Juveniles appear similar to adults, but with thinner, more flexible arms.

== Ecology ==

=== Commensalism ===
The banded brittle stars which live in the Mexican Pacific are the preferred hosts of the scale worm Malmgreniella cf. variegate, a small commensal polychaete which climbs the arms of the banded brittle star and attaches itself to its host's central disc. The worm's position on the central disc (whether it is on the aboral or oral side, near the brittle star's mouth) may be determined by the amount of light present in its environment, as observed during research conducted from 2007 to 2013. During this research, the scale worm was shown to greatly prefer the banded brittle star as a host over other similar species in the same genus.

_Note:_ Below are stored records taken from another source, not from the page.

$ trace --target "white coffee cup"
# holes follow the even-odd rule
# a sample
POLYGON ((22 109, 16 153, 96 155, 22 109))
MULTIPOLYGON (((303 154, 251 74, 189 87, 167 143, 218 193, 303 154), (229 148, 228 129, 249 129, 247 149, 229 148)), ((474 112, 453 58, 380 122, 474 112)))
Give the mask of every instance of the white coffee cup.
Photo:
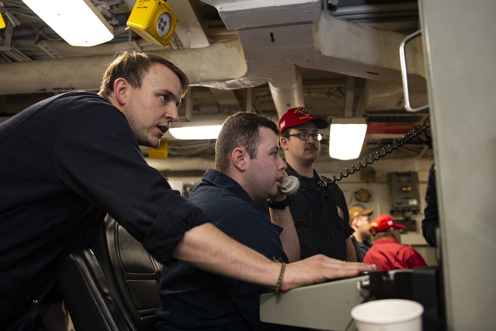
POLYGON ((374 300, 358 305, 351 316, 358 331, 422 331, 424 307, 401 299, 374 300))

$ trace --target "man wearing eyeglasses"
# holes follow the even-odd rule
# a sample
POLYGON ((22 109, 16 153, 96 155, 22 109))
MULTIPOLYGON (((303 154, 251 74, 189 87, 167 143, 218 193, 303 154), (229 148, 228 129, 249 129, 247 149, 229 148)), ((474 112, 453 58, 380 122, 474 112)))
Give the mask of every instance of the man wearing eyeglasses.
POLYGON ((350 237, 354 231, 348 222, 344 195, 337 184, 328 184, 313 169, 322 137, 318 130, 328 127, 326 120, 315 117, 303 107, 288 110, 279 120, 286 172, 298 177, 300 183, 290 208, 302 259, 322 254, 355 262, 356 253, 350 237))

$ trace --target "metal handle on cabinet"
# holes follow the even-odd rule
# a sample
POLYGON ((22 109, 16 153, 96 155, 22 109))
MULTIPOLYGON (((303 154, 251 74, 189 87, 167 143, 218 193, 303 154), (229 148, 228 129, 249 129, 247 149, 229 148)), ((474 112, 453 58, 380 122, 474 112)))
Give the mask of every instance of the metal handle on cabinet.
POLYGON ((405 48, 408 42, 413 39, 416 37, 420 35, 422 33, 422 30, 414 32, 410 35, 401 43, 400 45, 400 65, 401 66, 401 79, 403 84, 403 95, 405 96, 405 108, 406 110, 412 113, 417 113, 429 108, 429 105, 426 105, 420 107, 418 108, 412 108, 410 104, 410 93, 408 91, 408 71, 406 66, 406 54, 405 48))

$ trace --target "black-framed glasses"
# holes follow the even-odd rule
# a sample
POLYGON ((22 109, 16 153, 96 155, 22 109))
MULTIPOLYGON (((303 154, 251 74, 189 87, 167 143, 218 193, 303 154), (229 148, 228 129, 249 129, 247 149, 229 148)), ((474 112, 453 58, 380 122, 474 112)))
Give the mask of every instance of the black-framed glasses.
POLYGON ((308 140, 310 138, 310 136, 313 137, 313 140, 320 141, 322 140, 322 133, 308 133, 306 132, 302 132, 300 133, 295 133, 294 134, 288 134, 284 136, 285 137, 291 137, 292 136, 297 136, 302 140, 308 140))

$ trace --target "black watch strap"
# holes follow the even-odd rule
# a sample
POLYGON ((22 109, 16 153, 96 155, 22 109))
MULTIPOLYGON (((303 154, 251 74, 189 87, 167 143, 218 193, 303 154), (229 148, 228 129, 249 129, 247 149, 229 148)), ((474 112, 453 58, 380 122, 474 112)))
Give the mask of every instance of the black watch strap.
POLYGON ((283 209, 288 206, 291 205, 291 197, 288 197, 282 201, 267 200, 267 205, 269 208, 275 208, 278 209, 283 209))

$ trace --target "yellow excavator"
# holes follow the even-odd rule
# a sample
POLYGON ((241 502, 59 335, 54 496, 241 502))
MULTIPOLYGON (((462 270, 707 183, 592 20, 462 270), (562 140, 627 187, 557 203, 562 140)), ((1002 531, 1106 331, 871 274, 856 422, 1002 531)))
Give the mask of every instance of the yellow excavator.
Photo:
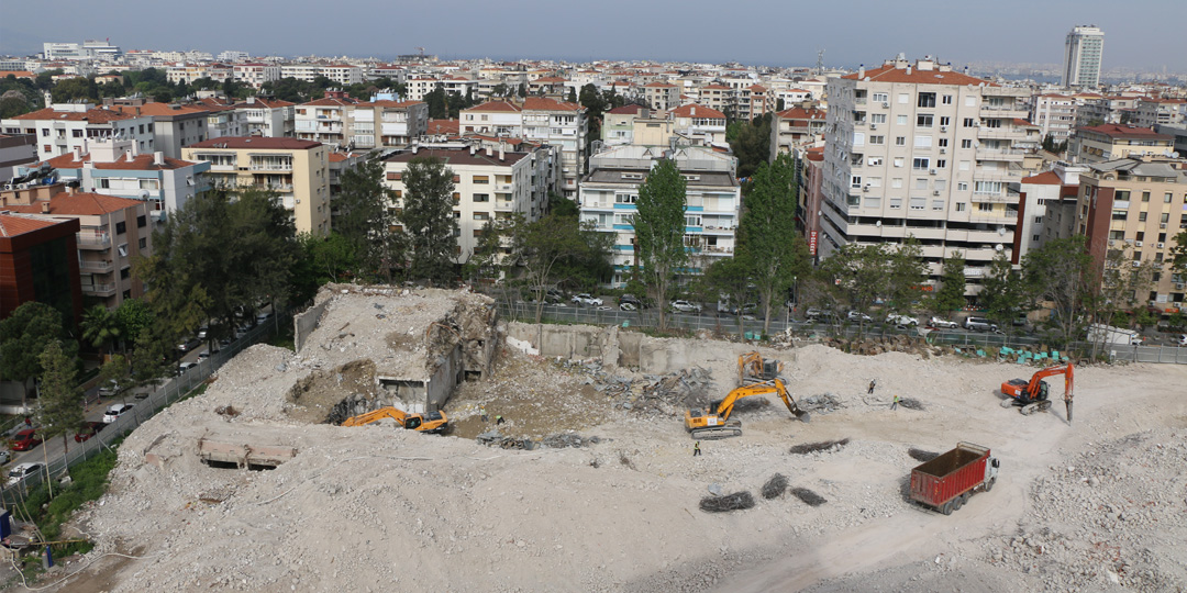
POLYGON ((762 383, 740 387, 730 391, 724 400, 713 402, 707 410, 696 408, 685 412, 684 428, 688 431, 696 440, 741 436, 742 422, 738 420, 730 420, 730 414, 734 413, 734 404, 743 397, 767 394, 777 394, 779 398, 783 400, 783 406, 787 406, 788 412, 791 412, 801 422, 808 422, 812 420, 807 412, 801 410, 800 407, 796 406, 795 400, 792 398, 791 394, 787 393, 787 388, 783 387, 783 382, 775 378, 762 383))
POLYGON ((443 412, 408 414, 402 409, 393 408, 391 406, 348 417, 344 422, 342 422, 342 426, 366 426, 372 422, 379 422, 385 417, 395 420, 400 426, 410 431, 417 431, 418 433, 440 433, 449 427, 449 420, 445 419, 445 413, 443 412))

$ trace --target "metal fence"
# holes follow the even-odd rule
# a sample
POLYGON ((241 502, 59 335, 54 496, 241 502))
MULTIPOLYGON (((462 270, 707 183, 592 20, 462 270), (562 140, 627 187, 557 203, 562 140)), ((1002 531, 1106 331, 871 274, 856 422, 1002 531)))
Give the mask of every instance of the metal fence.
MULTIPOLYGON (((537 308, 528 302, 499 304, 499 313, 508 319, 518 321, 534 323, 537 308)), ((583 325, 623 325, 636 327, 655 327, 659 325, 659 314, 654 310, 645 311, 620 311, 616 308, 573 307, 545 305, 541 311, 541 321, 553 324, 583 324, 583 325)), ((731 333, 743 336, 749 339, 762 337, 761 319, 743 319, 741 325, 735 315, 719 314, 716 312, 672 313, 668 315, 668 327, 673 330, 698 331, 707 330, 713 332, 731 333)), ((821 324, 812 321, 798 321, 794 319, 772 319, 769 333, 782 333, 788 329, 798 336, 807 339, 843 337, 843 338, 882 338, 889 336, 907 334, 922 337, 929 344, 950 345, 959 347, 996 347, 1003 346, 1021 349, 1042 346, 1046 340, 1034 336, 1011 336, 989 332, 969 332, 963 330, 925 330, 919 327, 896 327, 890 324, 867 323, 865 325, 852 321, 839 324, 821 324)), ((1097 346, 1098 351, 1113 362, 1141 362, 1141 363, 1169 363, 1187 364, 1187 347, 1179 346, 1097 346)), ((1093 344, 1075 343, 1067 350, 1081 355, 1091 355, 1093 344)))
MULTIPOLYGON (((287 319, 287 317, 285 317, 285 319, 287 319)), ((66 435, 69 448, 64 454, 56 454, 56 457, 51 457, 47 460, 44 458, 28 459, 28 463, 45 464, 45 467, 43 467, 40 472, 31 474, 24 480, 12 486, 6 486, 2 491, 0 491, 0 500, 2 500, 4 506, 6 509, 12 509, 14 503, 24 500, 28 492, 36 490, 37 486, 45 482, 46 476, 61 477, 70 466, 100 454, 104 448, 110 448, 110 444, 113 441, 131 433, 135 427, 147 421, 165 407, 185 397, 186 394, 201 385, 203 381, 214 375, 220 366, 227 364, 227 362, 234 358, 235 355, 266 338, 269 331, 275 327, 274 324, 275 321, 269 319, 267 323, 248 330, 242 338, 236 339, 222 350, 214 352, 209 358, 199 359, 197 364, 186 369, 185 372, 159 382, 147 394, 133 395, 129 393, 121 398, 107 400, 107 403, 132 403, 132 409, 83 442, 75 442, 72 434, 66 435), (46 472, 46 470, 49 471, 46 472)), ((61 439, 61 436, 55 436, 53 440, 57 439, 61 439)), ((42 447, 49 447, 50 445, 51 441, 47 440, 42 444, 42 447)), ((43 449, 43 452, 44 451, 47 449, 43 449)), ((5 480, 7 480, 7 472, 11 471, 13 466, 14 465, 9 465, 6 467, 4 476, 5 480)))

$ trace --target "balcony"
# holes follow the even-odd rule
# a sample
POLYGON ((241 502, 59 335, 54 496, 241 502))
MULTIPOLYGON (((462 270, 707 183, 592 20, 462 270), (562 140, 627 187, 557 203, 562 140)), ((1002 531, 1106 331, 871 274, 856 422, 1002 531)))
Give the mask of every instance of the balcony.
POLYGON ((112 236, 107 234, 75 234, 75 241, 78 243, 78 249, 110 249, 112 248, 112 236))
POLYGON ((82 292, 84 294, 90 294, 93 296, 114 296, 115 295, 115 283, 103 283, 103 285, 82 285, 82 292))
POLYGON ((91 274, 110 274, 115 270, 115 264, 109 261, 83 260, 78 262, 78 269, 91 274))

=== Feeding and movement ===
The banded brittle star utilizes different methods of feeding depending on the size of a given food particle; if the particle is relatively large, the brittle star grasps it with the tip of its arm and coils its arm to bring it to the mouth, whereas if the particle is relatively small it uses its elongate tube feet to transport food to its mouth.

Unlike most Ophiuroid brittle stars, banded brittle stars locomote by taking small "steps" with their tube feet rather than with sweeping movements of the arms.

=== Reproduction and growth ===
The banded brittle star reproduces sexually.

In their larval state, banded brittle stars are extremely small and planktonic, like other echinoderm larvae. They are barrel-like in shape. Unlike many larval echinoderms, however, banded brittle star larvae subsist on yolk (making them a type of larvae referred to as vitellariae), rather than using their bands of cilia (hair-like structures) to catch and feed on food particles. As they grow, banded brittle star larvae develop vestiges of skeletal structures typical of feeding (ophiopluteus) larvae, indicating that yolk-subsisting vitellariae like the banded brittle star evolved from ophiopluteus larvae, rather than being distinct and divergent.